C-sections and Mastectomies

No, not saying there is a link between the two — I’m just drawing an analogy.

Since I have many posts decrying the outrageous C-section rate today, and draw attention to the fact that an ever-increasing number of C-sections are unnecessary, and talk about how women many times have negative feelings towards having had a C-section (especially an unnecessarean), I’ve gotten a few comments from women who have had C-sections who take exception to what they read into what I said. Many of them feel as if they need to justify their C-sections, as if I think that since some C-sections are unnecessary that all C-sections are unnecessary. Many also think that I must think that they are poor mothers for having had C-sections instead of giving birth vaginally. Nothing could be further from the truth!

On to the analogy, which I hope will make things crystal clear.

Many women have mastectomies in the United States every year. A few women choose to have their breasts removed for no other reason than a fear of breast cancer — perhaps some of these have a family history of breast cancer. Most women who have mastectomies do so because they already have cancer, and it is clear that removing their breasts will save their lives or at least give them a better chance of living.

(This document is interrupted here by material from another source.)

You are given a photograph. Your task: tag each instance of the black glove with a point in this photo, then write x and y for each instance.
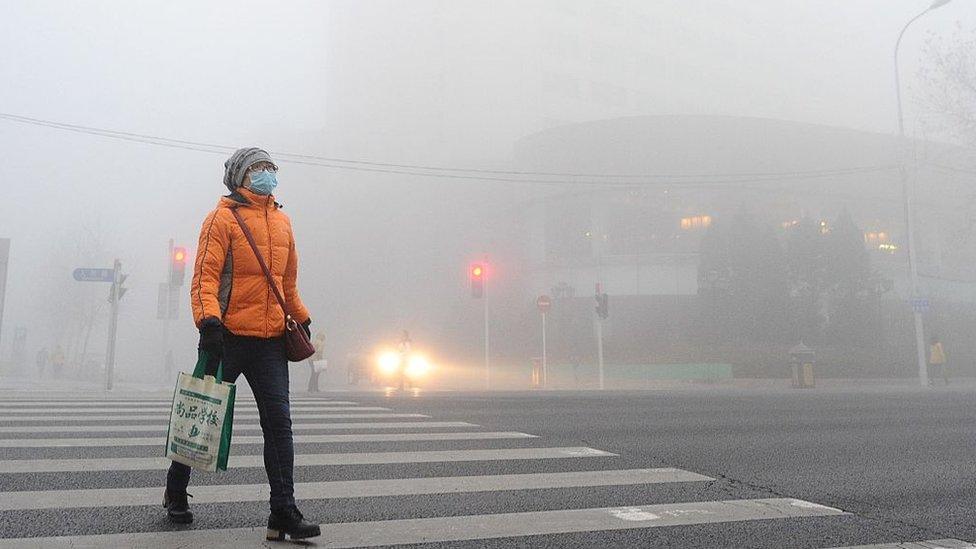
(212, 337)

But there are undoubtedly some women who have had mastectomies done in error — just as my friend I mentioned the other day was incorrectly diagnosed with a very rare type of cancer on his leg and he never had cancer at all. Does the fact that some mastectomies save lives give any consolation to women who had their breasts removed for a wrong diagnosis?

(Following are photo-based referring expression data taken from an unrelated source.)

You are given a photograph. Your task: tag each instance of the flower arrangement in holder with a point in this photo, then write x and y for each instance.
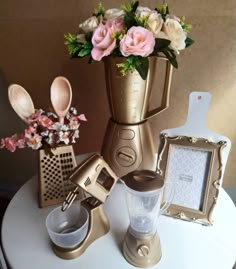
(46, 132)
(133, 32)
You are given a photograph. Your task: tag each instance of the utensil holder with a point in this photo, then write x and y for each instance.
(54, 169)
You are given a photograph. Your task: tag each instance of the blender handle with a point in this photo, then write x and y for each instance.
(169, 199)
(166, 91)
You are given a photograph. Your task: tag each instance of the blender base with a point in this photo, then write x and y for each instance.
(142, 252)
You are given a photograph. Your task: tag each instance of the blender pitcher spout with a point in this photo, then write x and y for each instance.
(168, 194)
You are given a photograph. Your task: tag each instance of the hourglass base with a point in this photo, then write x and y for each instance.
(142, 252)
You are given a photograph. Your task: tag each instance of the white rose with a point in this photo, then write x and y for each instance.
(175, 33)
(81, 38)
(154, 23)
(163, 35)
(113, 13)
(89, 25)
(142, 11)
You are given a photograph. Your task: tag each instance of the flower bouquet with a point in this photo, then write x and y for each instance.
(133, 32)
(53, 141)
(46, 132)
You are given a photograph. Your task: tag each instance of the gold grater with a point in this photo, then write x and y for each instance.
(54, 169)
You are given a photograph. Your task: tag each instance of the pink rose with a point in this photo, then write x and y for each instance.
(45, 121)
(116, 25)
(103, 42)
(82, 117)
(137, 41)
(35, 141)
(10, 143)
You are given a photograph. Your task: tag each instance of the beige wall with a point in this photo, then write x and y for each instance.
(32, 54)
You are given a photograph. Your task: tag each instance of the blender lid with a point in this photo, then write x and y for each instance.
(143, 180)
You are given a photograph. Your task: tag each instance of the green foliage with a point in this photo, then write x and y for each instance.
(75, 48)
(141, 21)
(130, 7)
(129, 18)
(163, 10)
(170, 55)
(133, 63)
(99, 11)
(72, 44)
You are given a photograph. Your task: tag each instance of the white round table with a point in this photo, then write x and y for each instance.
(185, 245)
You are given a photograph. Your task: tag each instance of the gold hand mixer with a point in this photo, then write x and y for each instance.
(97, 179)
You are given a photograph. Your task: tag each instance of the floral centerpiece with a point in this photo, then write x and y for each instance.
(46, 132)
(133, 32)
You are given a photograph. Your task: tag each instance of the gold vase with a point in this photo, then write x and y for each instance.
(129, 95)
(54, 169)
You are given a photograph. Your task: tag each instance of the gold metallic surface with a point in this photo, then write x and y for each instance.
(129, 147)
(98, 226)
(214, 176)
(129, 95)
(95, 177)
(142, 252)
(53, 171)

I’m sure many of you are inwardly cringeing at the idea of having a mastectomy in error. It’s not a surgery to be taken lightly — although I’ve not done research into it, it seems dreadfully painful with a long recovery time, an increased possibility of infection, a body forever scarred, not to mention the fact that most women who have mastectomies will endure chemotherapy which also wreaks untold havoc on the body. We take some comfort in the fact that such lab errors are (we hope and assume, anyway!) blessedly rare; yet it is the rarity which helps strengthen the horror of it, because it is not a common and everyday occurrence. When it happens, it is regrettable and may possibly even end up in the news, while other regrettable things may never be mentioned because they happen all the time. But what if there were a high false-positive rate in a test for breast cancer, and half of the women who had mastectomies due to a positive diagnosis found out later that the test was wrong, and they never had cancer at all, and had their breasts removed because of a lab error? Would the fact that half the mastectomies performed each day in the United States were unnecessary make the problem seem better or worse? We would become inured to it, I daresay, just as people who live in a war zone for years just become used to the bombs and grenades and death. But don’t you think that if it were the case that half of the women who had this disfiguring surgery had it performed unnecessarily should be headline news, even if it were a commonplace occurrence? So why isn’t the unnecessarily high C-section rate not receiving more news coverage?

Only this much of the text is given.